Help: Animal Fats, Basic Kitchen Techniques Anywhere? (A Dummie's Guided to Lard?)

how-to

(Adam Foard) #1

So, as a child of the '80s, I grew up knowing how to cook hamburger helper, it’s cousin spaghetti, cheerios and sandwiches.

I’m trying to figure out the basic things everyone’s mom would have taught them in the kitchen for dealing with these wonderful fats.

I’ve seen a couple tutorials for clarifying fats, and there are lots of great recipes, but I’m looking for the common sense stuff that no one seems to write down. Storage, handling, re-use, when and HOW to get rid of it…

I do put my bacon grease through a coffee filter and save it when I make a big batch.

I’ve done carnitas in lard on stovetop and I feel like I could be re-using the leftover lard. Lard is cheap at the Latin grocery store chain (Fiesta Mart - Houston).

Basic care and feeding of a deep fat fryer? (don’t have one yet)


(Bunny) #2

Not an expert on this but I usually freeze or refrigerate the lard, suet, tallow, bacon grease etc., too lazy to strain it after each use; then re-use it two or three times… Any more than three times can become too oxidized?

If your a animal fat frying only person like me, don’t buy an electric deep fryer, it will not work good and very laborious to fill it (melting the fat into a liquid in a different pan on the stove?) and drain (will not turn on when fat turns to a solid around heating element?) it after each use; also creates a big gurgling-mess when frying with animal fats?.. i.e. a kitchen appliance nightmare? Some deep fryers have the heating element underneath the frying chamber rather than in it but good luck trying to find one?

Get a stove top deep fryer with a high quality metal basket? Just got mine in the mail yesterday and luving it❣️


#3

I cook in lard when it’s the right fat for the job but don’t try to reuse it as I only use what I need. All my deep frying is in tallow, I use it until it tells me it’s done. I filter it when needed with cooking oil filters, basically looks like a huge cone coffee filter, I get them as BassPro. After I filter I add to get back up to the level I need.

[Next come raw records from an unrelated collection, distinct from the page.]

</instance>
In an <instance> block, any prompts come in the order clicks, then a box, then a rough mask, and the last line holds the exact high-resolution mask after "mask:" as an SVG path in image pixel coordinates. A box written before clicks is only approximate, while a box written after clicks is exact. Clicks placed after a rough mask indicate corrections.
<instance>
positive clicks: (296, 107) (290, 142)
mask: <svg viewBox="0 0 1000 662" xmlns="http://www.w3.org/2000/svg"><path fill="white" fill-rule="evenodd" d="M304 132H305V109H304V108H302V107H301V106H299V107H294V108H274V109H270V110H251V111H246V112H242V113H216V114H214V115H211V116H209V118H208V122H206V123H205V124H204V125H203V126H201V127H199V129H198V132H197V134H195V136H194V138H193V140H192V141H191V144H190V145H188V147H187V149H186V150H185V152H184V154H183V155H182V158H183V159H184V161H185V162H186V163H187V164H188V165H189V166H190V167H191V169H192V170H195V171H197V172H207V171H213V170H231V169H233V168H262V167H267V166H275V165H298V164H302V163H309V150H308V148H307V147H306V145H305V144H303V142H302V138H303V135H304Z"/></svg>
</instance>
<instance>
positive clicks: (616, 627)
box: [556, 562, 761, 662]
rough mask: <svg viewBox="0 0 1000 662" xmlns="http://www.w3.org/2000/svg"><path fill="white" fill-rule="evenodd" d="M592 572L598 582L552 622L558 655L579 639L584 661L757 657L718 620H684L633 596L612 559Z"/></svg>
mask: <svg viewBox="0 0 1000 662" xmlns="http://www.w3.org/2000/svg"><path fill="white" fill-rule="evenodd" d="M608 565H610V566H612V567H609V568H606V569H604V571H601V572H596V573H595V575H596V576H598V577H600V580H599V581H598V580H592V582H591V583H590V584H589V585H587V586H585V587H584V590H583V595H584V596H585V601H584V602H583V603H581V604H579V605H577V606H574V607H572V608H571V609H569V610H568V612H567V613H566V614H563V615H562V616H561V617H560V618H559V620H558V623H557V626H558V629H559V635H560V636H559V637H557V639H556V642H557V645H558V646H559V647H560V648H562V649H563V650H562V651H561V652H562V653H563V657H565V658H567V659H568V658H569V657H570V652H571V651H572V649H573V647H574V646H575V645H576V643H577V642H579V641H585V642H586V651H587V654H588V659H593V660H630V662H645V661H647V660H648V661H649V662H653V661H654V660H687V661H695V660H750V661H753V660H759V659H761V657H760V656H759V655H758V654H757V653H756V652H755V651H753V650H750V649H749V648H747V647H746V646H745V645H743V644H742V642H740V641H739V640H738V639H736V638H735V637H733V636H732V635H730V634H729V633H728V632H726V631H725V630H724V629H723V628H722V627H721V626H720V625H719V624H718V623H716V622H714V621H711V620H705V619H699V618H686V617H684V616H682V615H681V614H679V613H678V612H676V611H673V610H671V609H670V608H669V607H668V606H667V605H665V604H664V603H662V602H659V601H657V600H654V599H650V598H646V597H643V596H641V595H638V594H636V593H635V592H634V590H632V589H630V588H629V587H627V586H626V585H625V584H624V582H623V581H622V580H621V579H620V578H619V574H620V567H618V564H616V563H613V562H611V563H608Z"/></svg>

Fryer care can depend on what you have, I have the Presto Kitchen Kettle which is just a huge electric bowl with a basket. So I can dump the tallow and either wash it or stick the whole thing in the dishwasher. I’ve had others with digital controls and heating elements that weren’t removable and a little trickier to clean.


(Adam Foard) #4

Uhm, how does it tell you this?

I understand tallow is stable at room temperature, so do you just leave it on the counter?


(Adam Foard) #5

So when I make carnitas, I’ll get this layer of gelatin at the bottom of my pot and the lard on top of it. I thought I might be able to skin the top layer off and store it.

I would assume something like that happens with the deep fryer regardless of the fat used. How do you deal with this?


(Bunny) #6

Also made a post about this here yesterday


#7

Yup! My fryer is a permanent fixture on my counter. When you start beating it up too much it’ll start going thinner on you and smell a little different, you’ll know when it’s had enough. But filtering it every couple times helps a lot and obviously keeping fried pieces out of it so they’re not in there burning on the next cook.


(Troy) #8

Did you by chance get the Tramontina Deep Fryer?:thinking:
Have that on my gadget wishlist😁


(Bunny) #9

The deep fryer I got is from “Denmark Tools For Cooks” comes with a nice well made heavy duty restraunt grade frying basket!